Just like it provides you two ways to determine pixel size (absolute, or physical size and resolution) Lightroom allows you to determine the quality value by setting the desired file size instead. If you tick ‘Limit File Size To’ then the slider is not used. In this case it will decide the quality value needed to get to that file size. This is my favourite option. I know 400KB files will load quickly on my website, so I let JPEG Algorithm do what it needs to to get that file size. For delivery and printing I use a quality of 90 and no file-limit. People with more time on their hands than me have worked out that anywhere up from 90 is indistinguishable but gives you larger file size.

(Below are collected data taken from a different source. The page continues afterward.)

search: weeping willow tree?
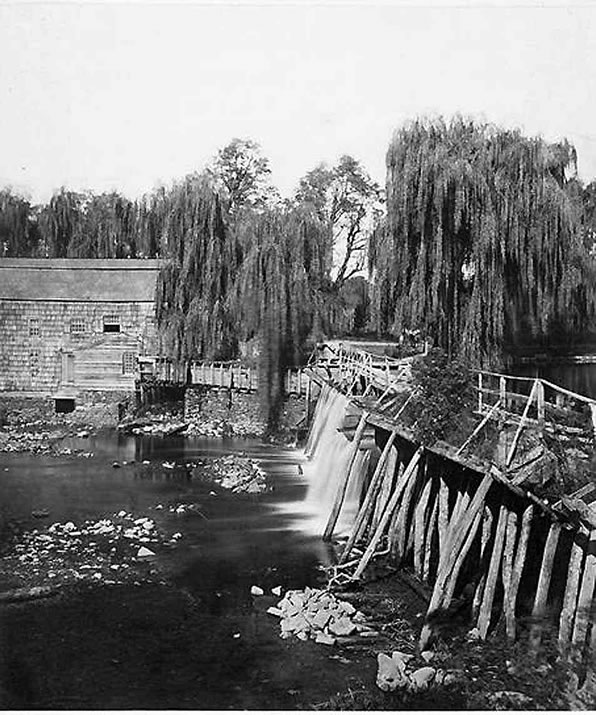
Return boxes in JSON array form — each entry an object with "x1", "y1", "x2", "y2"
[
  {"x1": 370, "y1": 117, "x2": 596, "y2": 365},
  {"x1": 0, "y1": 190, "x2": 38, "y2": 256},
  {"x1": 155, "y1": 175, "x2": 240, "y2": 366},
  {"x1": 38, "y1": 188, "x2": 85, "y2": 258},
  {"x1": 67, "y1": 192, "x2": 136, "y2": 258},
  {"x1": 235, "y1": 205, "x2": 329, "y2": 427}
]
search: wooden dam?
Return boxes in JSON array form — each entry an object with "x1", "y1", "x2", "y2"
[{"x1": 298, "y1": 343, "x2": 596, "y2": 662}]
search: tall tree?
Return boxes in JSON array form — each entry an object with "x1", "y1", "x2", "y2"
[
  {"x1": 0, "y1": 189, "x2": 38, "y2": 256},
  {"x1": 155, "y1": 174, "x2": 240, "y2": 364},
  {"x1": 68, "y1": 192, "x2": 136, "y2": 258},
  {"x1": 371, "y1": 117, "x2": 594, "y2": 365},
  {"x1": 295, "y1": 155, "x2": 383, "y2": 289},
  {"x1": 208, "y1": 138, "x2": 278, "y2": 214},
  {"x1": 235, "y1": 205, "x2": 329, "y2": 426},
  {"x1": 37, "y1": 188, "x2": 84, "y2": 258}
]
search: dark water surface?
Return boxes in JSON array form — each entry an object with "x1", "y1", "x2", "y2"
[
  {"x1": 514, "y1": 362, "x2": 596, "y2": 399},
  {"x1": 0, "y1": 432, "x2": 380, "y2": 709}
]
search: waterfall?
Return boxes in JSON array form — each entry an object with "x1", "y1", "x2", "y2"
[{"x1": 301, "y1": 386, "x2": 369, "y2": 536}]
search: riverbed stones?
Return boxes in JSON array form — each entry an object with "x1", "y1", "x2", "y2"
[
  {"x1": 266, "y1": 587, "x2": 369, "y2": 645},
  {"x1": 0, "y1": 511, "x2": 177, "y2": 590},
  {"x1": 409, "y1": 666, "x2": 436, "y2": 692}
]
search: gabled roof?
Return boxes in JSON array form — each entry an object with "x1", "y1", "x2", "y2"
[{"x1": 0, "y1": 258, "x2": 160, "y2": 302}]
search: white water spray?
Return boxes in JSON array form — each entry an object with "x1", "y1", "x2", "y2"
[{"x1": 301, "y1": 387, "x2": 369, "y2": 536}]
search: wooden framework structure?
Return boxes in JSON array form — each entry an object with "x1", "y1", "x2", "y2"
[{"x1": 303, "y1": 347, "x2": 596, "y2": 660}]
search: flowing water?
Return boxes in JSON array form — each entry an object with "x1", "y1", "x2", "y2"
[{"x1": 0, "y1": 404, "x2": 375, "y2": 709}]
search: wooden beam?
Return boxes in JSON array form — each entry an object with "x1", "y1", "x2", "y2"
[
  {"x1": 477, "y1": 503, "x2": 508, "y2": 639},
  {"x1": 572, "y1": 530, "x2": 596, "y2": 648},
  {"x1": 506, "y1": 379, "x2": 538, "y2": 467},
  {"x1": 352, "y1": 447, "x2": 423, "y2": 580},
  {"x1": 323, "y1": 412, "x2": 369, "y2": 541},
  {"x1": 457, "y1": 398, "x2": 502, "y2": 455},
  {"x1": 501, "y1": 508, "x2": 518, "y2": 641},
  {"x1": 529, "y1": 521, "x2": 561, "y2": 653},
  {"x1": 558, "y1": 539, "x2": 585, "y2": 649},
  {"x1": 413, "y1": 477, "x2": 434, "y2": 579},
  {"x1": 419, "y1": 471, "x2": 494, "y2": 648},
  {"x1": 339, "y1": 430, "x2": 397, "y2": 563},
  {"x1": 502, "y1": 504, "x2": 533, "y2": 641}
]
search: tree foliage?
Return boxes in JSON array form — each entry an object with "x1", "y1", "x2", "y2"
[
  {"x1": 208, "y1": 138, "x2": 278, "y2": 215},
  {"x1": 295, "y1": 155, "x2": 383, "y2": 289},
  {"x1": 235, "y1": 205, "x2": 329, "y2": 426},
  {"x1": 0, "y1": 190, "x2": 39, "y2": 257},
  {"x1": 370, "y1": 117, "x2": 595, "y2": 365},
  {"x1": 155, "y1": 175, "x2": 240, "y2": 363}
]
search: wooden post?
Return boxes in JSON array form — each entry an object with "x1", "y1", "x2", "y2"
[
  {"x1": 389, "y1": 454, "x2": 422, "y2": 562},
  {"x1": 443, "y1": 508, "x2": 483, "y2": 606},
  {"x1": 477, "y1": 503, "x2": 509, "y2": 639},
  {"x1": 419, "y1": 471, "x2": 494, "y2": 649},
  {"x1": 478, "y1": 372, "x2": 483, "y2": 413},
  {"x1": 536, "y1": 380, "x2": 545, "y2": 435},
  {"x1": 339, "y1": 432, "x2": 397, "y2": 564},
  {"x1": 506, "y1": 380, "x2": 538, "y2": 467},
  {"x1": 413, "y1": 477, "x2": 434, "y2": 579},
  {"x1": 438, "y1": 477, "x2": 449, "y2": 554},
  {"x1": 323, "y1": 412, "x2": 369, "y2": 541},
  {"x1": 501, "y1": 504, "x2": 533, "y2": 639},
  {"x1": 339, "y1": 431, "x2": 397, "y2": 563},
  {"x1": 353, "y1": 447, "x2": 423, "y2": 580},
  {"x1": 500, "y1": 376, "x2": 507, "y2": 410},
  {"x1": 558, "y1": 539, "x2": 585, "y2": 649},
  {"x1": 372, "y1": 448, "x2": 399, "y2": 530},
  {"x1": 473, "y1": 506, "x2": 494, "y2": 618},
  {"x1": 423, "y1": 492, "x2": 439, "y2": 582},
  {"x1": 571, "y1": 530, "x2": 596, "y2": 648},
  {"x1": 501, "y1": 509, "x2": 518, "y2": 641},
  {"x1": 529, "y1": 521, "x2": 561, "y2": 653},
  {"x1": 457, "y1": 398, "x2": 502, "y2": 455}
]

JPEG Mini is a tool to get even more reduction on file size. JPEG Mini has a more intensive, more intelligent algorithm that can compress the ‘already JPEG compressed’ image to half the size. The designers at JPEG mini have found a bunch of data that’s left out in the JPEG algorithm (which was to be fair invented in 1992). It throws away even more data, but in a way that’s cleverer than the standard JPEG algorithm, and the images still look identical and most pros I know have JPEG mini as part of their day-to-day workflows. Beware of editing these though… see below.

resize and JPEG Ordering

Always resize your image first, before you convert to JPEG - for most of us Lightroom handles all this in the export process. Do JPEG conversion just once, and then run through JPEG mini if you have it. Do not then resize. If you do, you are then re-encoding a JPEG from an image that was already stretched to the point of having only just enough data. Yes this might give you an extra saving on file size, but it will be at the expense of quality in the final image. If you want a smaller image file size, reduce the quality setting in the Export dialog so you just do the process once.

Never Edit a JPEG!

When an image has been compressed to JPEG, even though it looks the same, it has only a fraction of the data. It looks the same because JPEG is clever and knows that it can ditch loads of the image without us noticing too much. If you edit it now, you are going to find that it looks awful because you are trying to manipulate data in the image that is no longer there. This is easiest explained with an example: You have an raw image, edited in Lightroom so that you have a large area of dark around your subject. We know that in Lightroom we can raise the shadows to bring detail into those dark areas. However, during conversation to JPEG, the algorithm knows that you can’t see detail in those shadows and removes the data. So if you try to edit the JPEG by lifting shadows, you get a mushy mess, because the data is gone. So just remember by converting to JPEG you are losing the ability to edit it. If you need to do anything other than tweak brightness, go back to the original.